The pulse within the Tigers organization leans towards the latter of two schools of thought. The first is that Jimenez could be an impact arm who could help the team down the stretch, and perhaps fill a trade deadline need should he swim at the major league level if given the opportunity. The second, and more conservative, is the long-term approach, factoring in Jimenez’s youth and potential at the back of the bullpen.
“There’s a process,” Littlefield said. “There’s still a ways to go to become what we think he can become but he’s speeding up that process, for sure, with the way he’s pitched this year.”
The Tigers signed Jimenez as a free agent following the 2013 draft after scouting him extensively in Puerto Rico and having him throw a few bullpen sessions at Tiger Town.

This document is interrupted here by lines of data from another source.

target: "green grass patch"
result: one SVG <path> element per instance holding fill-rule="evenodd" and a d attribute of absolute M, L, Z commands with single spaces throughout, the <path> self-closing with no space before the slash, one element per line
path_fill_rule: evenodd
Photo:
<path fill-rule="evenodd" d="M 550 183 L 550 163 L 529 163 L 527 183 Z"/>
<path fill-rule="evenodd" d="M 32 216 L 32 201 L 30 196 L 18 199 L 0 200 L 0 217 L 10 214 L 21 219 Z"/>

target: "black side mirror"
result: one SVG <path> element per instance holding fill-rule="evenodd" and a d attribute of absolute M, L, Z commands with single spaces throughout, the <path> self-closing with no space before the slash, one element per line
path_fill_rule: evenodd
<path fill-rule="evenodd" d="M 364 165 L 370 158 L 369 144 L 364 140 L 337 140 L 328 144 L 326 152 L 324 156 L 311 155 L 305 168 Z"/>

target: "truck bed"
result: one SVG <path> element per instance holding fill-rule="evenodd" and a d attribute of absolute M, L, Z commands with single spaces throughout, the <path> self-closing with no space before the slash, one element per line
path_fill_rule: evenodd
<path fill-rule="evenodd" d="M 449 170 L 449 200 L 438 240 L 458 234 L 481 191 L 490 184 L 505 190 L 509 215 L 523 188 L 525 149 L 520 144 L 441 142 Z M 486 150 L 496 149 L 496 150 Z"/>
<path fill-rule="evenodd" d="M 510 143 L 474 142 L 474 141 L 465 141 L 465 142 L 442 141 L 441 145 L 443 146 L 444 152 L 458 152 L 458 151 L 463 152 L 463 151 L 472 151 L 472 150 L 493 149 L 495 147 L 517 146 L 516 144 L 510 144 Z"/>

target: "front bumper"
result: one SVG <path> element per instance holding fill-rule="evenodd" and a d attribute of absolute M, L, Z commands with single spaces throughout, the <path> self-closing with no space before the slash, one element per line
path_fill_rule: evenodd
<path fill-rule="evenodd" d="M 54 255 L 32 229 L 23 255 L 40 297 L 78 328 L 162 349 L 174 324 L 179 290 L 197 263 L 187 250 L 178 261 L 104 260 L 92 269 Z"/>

“They’ve groomed a lot of pitchers — good pitchers — and I thought it was a good organization to be with,” Jimenez said.
And the Tigers are content on him getting all the grooming he needs — even if it means waiting some time for his skills to come to fruition at the big-league level.
“We’re not looking to develop a good Double-A pitcher,” Littlefield said. “We’re looking to develop a good major league pitcher.”
So far, Jimenez has shown those tools. They need refinement. But he is closer to making an impact in the big leagues than further away, which bodes well for the future of the Tigers bullpen, which could use a homegrown talent or two in order to allocate money and resources elsewhere instead of finding relievers on the free agent or trade markets like they have done for the past few seasons.
“It’s huge relative to value and the payroll and the number of years of control and that’s a great benefit in itself,” Littlefield said. “But when you have high-end talent, we’ll see where it goes with him but he’s got a chance to be a good reliever and you need a bunch of them.”
In the years to come — and even perhaps this season as the Tigers have yet to rule it out — they hope Jimenez will be one of those relievers. Until then, he is working under the same guidelines they’ve told him to follow from the start.
“Just doing the same thing,” he said. “Working ahead in the count, throwing strikes. I’m going to get good experience here, and I’m going to do the same thing I’m doing right now, just keeping on it.
“I just want to play and I’m proud to be wherever I am right now. So I just want to play baseball and I’m proud to wear a uniform of the Tigers, so I’m just going to finish wherever they want me to, whether it’s (Class A), Double-A or Triple-A or the big leagues. I’m just going to play and have fun.”